More than 25 million American adults and children suffer from diabetes, a chronic condition where there are high levels of sugar in the blood. Though many are able to live a happy, healthy life if they are able to keep their blood sugar in check, left untreated some diabetics lose their sex drive and in some cases their foot.
There are two forms of diabetes: type 1 diabetes — where the body’s own immune system destroys the insulin-producing cells of the pancreas; and type 2 diabetes — where the insulin the pancreas secretes is either not enough or the body is unable to recognize the insulin and use it properly.
According to the Centers for Disease Control and Prevention, 95 percent of diabetes cases in the United States are type 2.
Family history, eating habits, age, ethnic origins and weight all affect whether someone will likely have diabetes. If a parent or sibling in your family has diabetes, your risk of developing type 2 diabetes increases.
Also if you are over the age of 45, your chances of developing the disease increase. African-Americans, Latinos, Native Americans and Native Hawaiians are at a higher risk of developing diabetes than other races.
Inactive people, smokers and those not eating healthy foods are at an increased risk, as well.
More than 6 million people in the United States have undiagnosed diabetes.
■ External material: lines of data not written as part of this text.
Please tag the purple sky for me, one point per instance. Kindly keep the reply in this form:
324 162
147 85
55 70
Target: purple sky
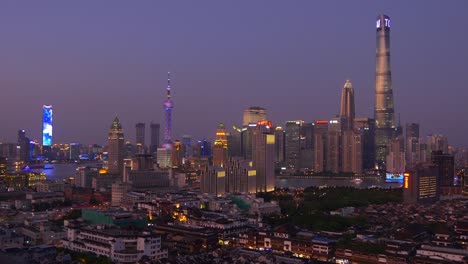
93 60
Leaving diabetes untreated can lead to serious complications including depression and sexual dysfunction in men. Dehydration, body damage and risk of a diabetic coma are among other possible problems. Buildup of blood sugar leads to more urination as well as glucose—and water loss. A person unable to compensate for fluid loss is at risk of going into a diabetic coma.
Those suffering from Type 2 Diabetes are particularly at risk for eye, kidney and heart problems. For instance, atherosclerosis—hardening of the large arteries—can lead to a heart attack or stroke.
With diabetes, proper foot care is vital. The buildup of blood sugar can cause damage to the foot, untreated wounds can lead to amputation in some patients.